02.07.2007, 20:00 UhrGut sechs Monate nach der Ermordung des armenisch-türkischen Journalisten Hrant Dink müssen sich in Istanbul 18 Verdächtige vor Gericht verantworten. Da der mutmaßliche Todesschütze ein Jugendlicher ist, findet das Verfahren unter Ausschluss der Öffentlichkeit statt. Anwälte sagten jedoch, zwei der Hauptverdächtigen hätten erklärt, sie hätten für die Sicherheitskräfte gearbeitet. Der mutmaßliche Schütze habe sich nicht geäußert.

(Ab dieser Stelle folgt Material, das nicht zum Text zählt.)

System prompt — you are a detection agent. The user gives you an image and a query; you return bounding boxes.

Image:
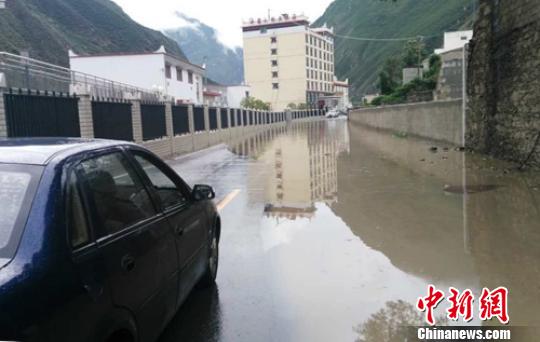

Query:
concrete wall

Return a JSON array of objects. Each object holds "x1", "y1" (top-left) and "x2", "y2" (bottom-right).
[
  {"x1": 467, "y1": 0, "x2": 540, "y2": 168},
  {"x1": 349, "y1": 100, "x2": 463, "y2": 145}
]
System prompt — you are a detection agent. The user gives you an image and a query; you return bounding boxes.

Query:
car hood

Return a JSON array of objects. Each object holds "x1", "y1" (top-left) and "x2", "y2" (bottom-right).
[{"x1": 0, "y1": 258, "x2": 11, "y2": 269}]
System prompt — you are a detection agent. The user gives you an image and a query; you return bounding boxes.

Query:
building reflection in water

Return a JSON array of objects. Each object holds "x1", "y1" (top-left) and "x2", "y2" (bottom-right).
[
  {"x1": 231, "y1": 122, "x2": 349, "y2": 219},
  {"x1": 226, "y1": 122, "x2": 540, "y2": 340}
]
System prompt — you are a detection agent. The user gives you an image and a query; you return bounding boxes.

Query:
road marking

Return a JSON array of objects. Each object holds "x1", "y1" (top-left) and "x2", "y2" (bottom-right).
[{"x1": 217, "y1": 189, "x2": 240, "y2": 211}]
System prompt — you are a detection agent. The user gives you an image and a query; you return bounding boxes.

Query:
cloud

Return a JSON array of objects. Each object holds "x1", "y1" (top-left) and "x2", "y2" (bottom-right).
[{"x1": 113, "y1": 0, "x2": 331, "y2": 48}]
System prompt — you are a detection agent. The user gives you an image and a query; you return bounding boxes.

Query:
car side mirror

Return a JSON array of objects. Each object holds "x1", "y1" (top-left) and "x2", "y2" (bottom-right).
[{"x1": 192, "y1": 184, "x2": 216, "y2": 201}]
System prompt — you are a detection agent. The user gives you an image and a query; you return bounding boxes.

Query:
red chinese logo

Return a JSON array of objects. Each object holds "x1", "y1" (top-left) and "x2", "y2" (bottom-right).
[
  {"x1": 480, "y1": 287, "x2": 509, "y2": 324},
  {"x1": 416, "y1": 285, "x2": 510, "y2": 325},
  {"x1": 446, "y1": 287, "x2": 474, "y2": 322},
  {"x1": 416, "y1": 285, "x2": 444, "y2": 325}
]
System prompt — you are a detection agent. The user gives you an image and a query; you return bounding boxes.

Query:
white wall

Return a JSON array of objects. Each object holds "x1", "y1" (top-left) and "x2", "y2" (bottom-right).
[
  {"x1": 70, "y1": 53, "x2": 203, "y2": 104},
  {"x1": 70, "y1": 54, "x2": 165, "y2": 89},
  {"x1": 435, "y1": 31, "x2": 473, "y2": 54},
  {"x1": 227, "y1": 85, "x2": 251, "y2": 108}
]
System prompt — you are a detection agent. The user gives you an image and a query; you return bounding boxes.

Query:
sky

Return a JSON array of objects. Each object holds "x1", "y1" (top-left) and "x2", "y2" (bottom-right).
[{"x1": 109, "y1": 0, "x2": 332, "y2": 47}]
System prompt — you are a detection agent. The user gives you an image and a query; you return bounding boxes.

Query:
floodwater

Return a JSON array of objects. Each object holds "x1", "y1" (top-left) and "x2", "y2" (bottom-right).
[{"x1": 161, "y1": 120, "x2": 540, "y2": 341}]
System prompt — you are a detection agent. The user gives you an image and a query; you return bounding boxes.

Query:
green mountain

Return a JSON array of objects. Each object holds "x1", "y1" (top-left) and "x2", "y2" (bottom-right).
[
  {"x1": 0, "y1": 0, "x2": 186, "y2": 66},
  {"x1": 164, "y1": 13, "x2": 244, "y2": 85},
  {"x1": 313, "y1": 0, "x2": 475, "y2": 100}
]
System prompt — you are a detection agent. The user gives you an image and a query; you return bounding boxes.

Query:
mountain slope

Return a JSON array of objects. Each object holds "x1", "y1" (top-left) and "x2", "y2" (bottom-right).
[
  {"x1": 0, "y1": 0, "x2": 186, "y2": 66},
  {"x1": 313, "y1": 0, "x2": 473, "y2": 99},
  {"x1": 164, "y1": 13, "x2": 244, "y2": 85}
]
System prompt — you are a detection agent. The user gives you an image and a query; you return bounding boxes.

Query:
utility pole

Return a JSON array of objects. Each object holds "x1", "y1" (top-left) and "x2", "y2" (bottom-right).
[{"x1": 416, "y1": 36, "x2": 423, "y2": 78}]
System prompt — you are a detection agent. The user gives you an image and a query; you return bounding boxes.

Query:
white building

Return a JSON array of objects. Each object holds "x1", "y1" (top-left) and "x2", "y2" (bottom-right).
[
  {"x1": 69, "y1": 46, "x2": 205, "y2": 104},
  {"x1": 227, "y1": 85, "x2": 251, "y2": 108},
  {"x1": 435, "y1": 30, "x2": 473, "y2": 55},
  {"x1": 203, "y1": 79, "x2": 227, "y2": 108}
]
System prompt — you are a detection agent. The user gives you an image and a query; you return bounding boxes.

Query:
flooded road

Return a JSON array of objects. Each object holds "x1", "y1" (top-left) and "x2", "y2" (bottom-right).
[{"x1": 160, "y1": 121, "x2": 540, "y2": 341}]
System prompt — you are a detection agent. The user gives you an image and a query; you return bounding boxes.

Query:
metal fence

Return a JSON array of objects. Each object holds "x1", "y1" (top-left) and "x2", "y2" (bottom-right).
[
  {"x1": 141, "y1": 104, "x2": 167, "y2": 141},
  {"x1": 0, "y1": 52, "x2": 159, "y2": 101},
  {"x1": 92, "y1": 99, "x2": 133, "y2": 141},
  {"x1": 172, "y1": 106, "x2": 189, "y2": 135},
  {"x1": 193, "y1": 107, "x2": 205, "y2": 132},
  {"x1": 4, "y1": 92, "x2": 81, "y2": 137},
  {"x1": 221, "y1": 108, "x2": 229, "y2": 128}
]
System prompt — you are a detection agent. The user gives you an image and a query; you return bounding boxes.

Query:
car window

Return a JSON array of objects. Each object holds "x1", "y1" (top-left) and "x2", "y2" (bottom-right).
[
  {"x1": 135, "y1": 154, "x2": 187, "y2": 209},
  {"x1": 69, "y1": 172, "x2": 90, "y2": 248},
  {"x1": 81, "y1": 152, "x2": 156, "y2": 237},
  {"x1": 0, "y1": 164, "x2": 43, "y2": 260}
]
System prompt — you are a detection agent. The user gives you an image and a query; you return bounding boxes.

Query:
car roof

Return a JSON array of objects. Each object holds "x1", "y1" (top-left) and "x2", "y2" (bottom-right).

Ein Angeklagter, der den Schützen eine Waffe und Geld besorgt haben soll, habe in rund 20 Briefen an Gerichtsvertreter und die Polizei seine Verbindungen zu den Sicherheitskräften beschrieben, erklärte sein Anwalt. "Die Polizei hat uns manipuliert, jetzt sollte sie uns schützen", zitierte Anwalt Fuat Turgut aus den Briefen. Der zweite Hauptverdächtige, der Drahtzieher des Mords sein soll, sagte dem Vernehmen nach vor Gericht aus, die Polizei habe ihn als Spitzel bezahlt.
In der Nähe des Gerichtsgebäudes demonstrierten hunderte Menschen für eine gerechte Bestrafung der Täter. Auf einem Transparent erklärten sie: "Wir sind alle Zeugen, wir wollen Gerechtigkeit."

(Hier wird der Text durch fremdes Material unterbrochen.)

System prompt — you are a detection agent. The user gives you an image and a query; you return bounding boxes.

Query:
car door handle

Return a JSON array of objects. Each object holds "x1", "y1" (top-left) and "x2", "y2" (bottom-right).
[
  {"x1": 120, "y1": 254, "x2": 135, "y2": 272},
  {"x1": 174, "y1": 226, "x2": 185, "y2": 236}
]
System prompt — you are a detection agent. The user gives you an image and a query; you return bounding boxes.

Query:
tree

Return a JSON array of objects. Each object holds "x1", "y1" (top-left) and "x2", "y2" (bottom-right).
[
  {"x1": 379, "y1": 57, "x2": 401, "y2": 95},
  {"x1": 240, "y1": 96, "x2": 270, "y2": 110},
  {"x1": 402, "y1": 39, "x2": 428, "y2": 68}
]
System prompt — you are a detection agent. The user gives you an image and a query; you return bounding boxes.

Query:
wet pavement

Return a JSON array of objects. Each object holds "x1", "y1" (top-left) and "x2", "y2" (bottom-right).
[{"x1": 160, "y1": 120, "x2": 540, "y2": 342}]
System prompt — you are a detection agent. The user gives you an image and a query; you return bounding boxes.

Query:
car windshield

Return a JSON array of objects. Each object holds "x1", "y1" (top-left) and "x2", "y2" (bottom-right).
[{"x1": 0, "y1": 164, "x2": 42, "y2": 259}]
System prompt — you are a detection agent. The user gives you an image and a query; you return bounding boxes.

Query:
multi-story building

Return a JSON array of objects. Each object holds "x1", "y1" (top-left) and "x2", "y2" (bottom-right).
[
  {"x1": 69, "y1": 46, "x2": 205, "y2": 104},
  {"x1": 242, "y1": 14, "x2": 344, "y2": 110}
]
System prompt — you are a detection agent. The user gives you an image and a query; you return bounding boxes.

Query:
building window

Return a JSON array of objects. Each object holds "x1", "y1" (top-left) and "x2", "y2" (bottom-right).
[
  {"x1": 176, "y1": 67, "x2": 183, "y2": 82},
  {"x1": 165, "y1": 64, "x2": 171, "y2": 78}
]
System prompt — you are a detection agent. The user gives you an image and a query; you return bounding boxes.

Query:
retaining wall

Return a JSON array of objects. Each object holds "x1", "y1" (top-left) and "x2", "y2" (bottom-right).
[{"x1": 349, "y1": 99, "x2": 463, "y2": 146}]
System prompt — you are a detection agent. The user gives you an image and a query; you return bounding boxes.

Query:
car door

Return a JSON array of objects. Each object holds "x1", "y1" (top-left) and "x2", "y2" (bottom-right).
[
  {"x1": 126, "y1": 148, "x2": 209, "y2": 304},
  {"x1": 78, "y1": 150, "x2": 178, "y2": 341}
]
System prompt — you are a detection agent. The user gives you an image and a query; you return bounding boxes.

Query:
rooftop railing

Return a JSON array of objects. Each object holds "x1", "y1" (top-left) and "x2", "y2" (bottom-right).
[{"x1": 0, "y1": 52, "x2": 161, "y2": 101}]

Dink wurde am 19. Januar in Istanbul erschossen. Die Tat wurde international scharf verurteilt und löste in der Türkei eine Debatte über die Meinungsfreiheit und das Verhältnis des Staats zu den Nationalisten aus. Diese sahen in Dinks Äußerungen zum türkischen Vorgehen gegen Armenier im Ersten Weltkrieg eine Verunglimpfung des Türkentums. Dink hatte die damaligen Ereignisse wiederholt als Völkermord gebrandmarkt und sich zugleich für eine Versöhnung zwischen der Türkei und Armenien eingesetzt. Kritiker beschuldigten die Behörden, auf Berichte über die geplante Tötung Dinks nicht reagiert zu haben.
Nach dem Mord wurden der Gouverneur und der Polizeichef der Stadt Trabzon, der Heimat des mutmaßlichen Schützen, wegen Fahrlässigkeit ihres Amtes enthoben. Sicherheitsbeamte, die sich mit dem Beschuldigten und einer türkischen Flagge fotografieren ließen, wurden ebenfalls entlassen.
Viele Türken sind von der Existenz eines Netzwerks staatlicher Agenten oder Exbeamten mit möglichen Verbindungen zur organisierten Kriminalität überzeugt, das immer wieder Reformkräfte oder andere vermeintliche Feinde im Namen des Nationalismus ins Visier nehme. "Dieser Prozess wird ein Test dafür sein, ob dieser Sumpf ausgetrocknet wird oder nicht", sagte die Anwältin Kezban Hatemi, die Dinks Familie vertritt. Der Anklage fehlten Beweise, die echten Schuldigen müssten noch gefunden werden.